Port Orange/South Daytona Chamber of Commerce
Port Orange is a city in Volusia County, Florida. The city’s estimated population was 57,203 in 2013. The city is part of the Deltona-Daytona Beach-Ormond Beach, Florida Metropolitan Statistical Area; the metropolitan area’s population in 2010 was 590,289. Port Orange is a principal city in the Fun Coast region of the state of Florida. Port Orange has an area of 28.69 mi².
Port Orange is host to many annual festivals including the Port Orange Family Days, and lots of farmers and flea markets. Firework celebrations are regularly held at the Port Orange City Center, for the 4th of July, and New Years, etc
Port Orange was one of the first schools ever built in this area, the Port Orange Elementary School (it is today a 5 star school. And, is one of only two in the area that accommodate both gifted and special needs students.) In 1879 the first school building was located on Halifax Drive where the Port Orange Civic Center is now located. In 1889 it was moved to the corner of Dunlawton Avenue and Orange Avenue, and was only a one room building. In 1925 a new brick building was built on the same site at 402 Dunlawton Ave, and the original one room building moved back. many additions have been built since then, but the original 1889 building still stands. Making this school a historic landmark for Port Orange.
Annually the city holds a holiday parade down Dunlawton Ave, the school is the perfect front row view of the parade, and students and family are given free snacks and refreshments while they enjoy it. Port Orange Elementary is a 5 star school. And, is one of only two in the area that accommodate both gifted and special needs students.
The Timucuan and Seminole Indians, along with Dr. Andrew Turnbull’s New Smyrna Colony in 1768 created the start of Port Oranges rich history. Florida had something called a plantation period, and during this era explorers from everywhere came to try and tame our wild environment. One such attempt to calm this area into a true financial resource of producing land came from a gentleman named Patrick Dean who was granted 995 acres in 1804 from the Spanish Crown. Later it was coined the Dunlawton Plantation.
The Dunlawton Sugar Mill on Old Sugar Mill Road which is still here today was destroyed twice by Seminole Indians during the Second Seminole Indian War in1836.
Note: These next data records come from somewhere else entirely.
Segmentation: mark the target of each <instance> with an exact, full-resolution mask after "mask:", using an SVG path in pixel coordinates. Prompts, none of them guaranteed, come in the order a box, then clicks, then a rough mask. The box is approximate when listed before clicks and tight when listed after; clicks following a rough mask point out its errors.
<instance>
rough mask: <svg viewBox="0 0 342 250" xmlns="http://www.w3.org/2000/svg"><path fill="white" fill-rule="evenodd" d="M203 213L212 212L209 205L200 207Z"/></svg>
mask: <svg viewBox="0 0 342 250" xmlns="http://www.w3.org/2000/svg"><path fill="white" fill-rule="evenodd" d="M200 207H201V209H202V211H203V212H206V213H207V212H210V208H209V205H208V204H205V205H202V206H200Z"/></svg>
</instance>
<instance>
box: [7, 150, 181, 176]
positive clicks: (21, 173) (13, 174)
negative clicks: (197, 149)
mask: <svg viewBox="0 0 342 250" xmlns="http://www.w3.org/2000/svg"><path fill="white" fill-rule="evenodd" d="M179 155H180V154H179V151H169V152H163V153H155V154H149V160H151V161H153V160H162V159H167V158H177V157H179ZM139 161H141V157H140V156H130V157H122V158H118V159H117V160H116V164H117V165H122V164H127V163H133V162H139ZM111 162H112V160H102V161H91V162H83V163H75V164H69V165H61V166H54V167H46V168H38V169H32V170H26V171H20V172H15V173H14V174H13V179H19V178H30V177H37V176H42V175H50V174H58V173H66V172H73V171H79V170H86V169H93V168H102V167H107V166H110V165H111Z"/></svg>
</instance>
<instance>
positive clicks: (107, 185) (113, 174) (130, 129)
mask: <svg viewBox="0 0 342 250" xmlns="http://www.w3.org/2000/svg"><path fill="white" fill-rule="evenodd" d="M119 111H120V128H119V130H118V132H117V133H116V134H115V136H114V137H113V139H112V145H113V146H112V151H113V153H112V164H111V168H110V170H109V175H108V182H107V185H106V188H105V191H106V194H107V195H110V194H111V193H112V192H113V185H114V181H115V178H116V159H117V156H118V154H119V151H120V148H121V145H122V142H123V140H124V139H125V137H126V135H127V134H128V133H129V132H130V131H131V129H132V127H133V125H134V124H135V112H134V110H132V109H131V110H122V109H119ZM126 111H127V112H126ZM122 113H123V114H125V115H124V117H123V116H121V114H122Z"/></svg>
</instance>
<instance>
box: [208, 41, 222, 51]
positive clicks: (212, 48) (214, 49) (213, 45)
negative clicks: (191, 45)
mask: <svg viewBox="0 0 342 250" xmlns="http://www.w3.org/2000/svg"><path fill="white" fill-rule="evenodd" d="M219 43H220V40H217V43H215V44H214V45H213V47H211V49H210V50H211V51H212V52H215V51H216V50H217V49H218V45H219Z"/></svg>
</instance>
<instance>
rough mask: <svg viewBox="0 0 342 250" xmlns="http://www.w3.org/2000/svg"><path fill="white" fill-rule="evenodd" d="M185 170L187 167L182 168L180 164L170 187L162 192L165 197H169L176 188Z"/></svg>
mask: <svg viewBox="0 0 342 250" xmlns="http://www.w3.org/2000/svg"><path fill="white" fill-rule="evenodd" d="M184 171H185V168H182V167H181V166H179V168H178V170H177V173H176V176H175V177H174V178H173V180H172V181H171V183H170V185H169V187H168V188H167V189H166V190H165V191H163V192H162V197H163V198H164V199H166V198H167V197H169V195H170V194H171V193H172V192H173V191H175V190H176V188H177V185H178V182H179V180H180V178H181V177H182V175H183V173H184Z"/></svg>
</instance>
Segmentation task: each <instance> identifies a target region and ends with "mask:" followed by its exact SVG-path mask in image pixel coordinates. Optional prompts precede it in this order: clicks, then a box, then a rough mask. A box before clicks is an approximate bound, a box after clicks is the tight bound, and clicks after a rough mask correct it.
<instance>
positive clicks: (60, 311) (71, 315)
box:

The second major era for Port Orange occurred after the Civil War. When a Dr. John Milton Hawks, abolitionist and United States Army Surgeon, along with some other Union Army officers formed what was known as the Florida Land and Lumber Company they brought 500 freed slaves to public lands along the Halifax River, in the year 1866 Dr. Hawks transferred the settlement he was recognized with naming Orange Port in February 1867 from the Mosquito Inlet (Ponce Inlet) to where the community lies today. In spring of 1867, not only did the settlement’s name change to Port Orange because another town in the United States used it already, but the good luck of the settlement had changed too. By 1869 there were only 9 families left and the prayers of those freed slaves for a new life seem to go unheard because of the bad planning and lack of productive harvests. What is left today from the settlement’s African-American roots is only 1 small community church named Mount Moriah Baptist Church on Orange Ave .
Today our locals plan much better for their ” crops” so to speak and our local economy is thriving. New businesses come to our city to enjoy the beautiful weather the low crime rate the family orientated city and the community spirit that Port Orange is best known for.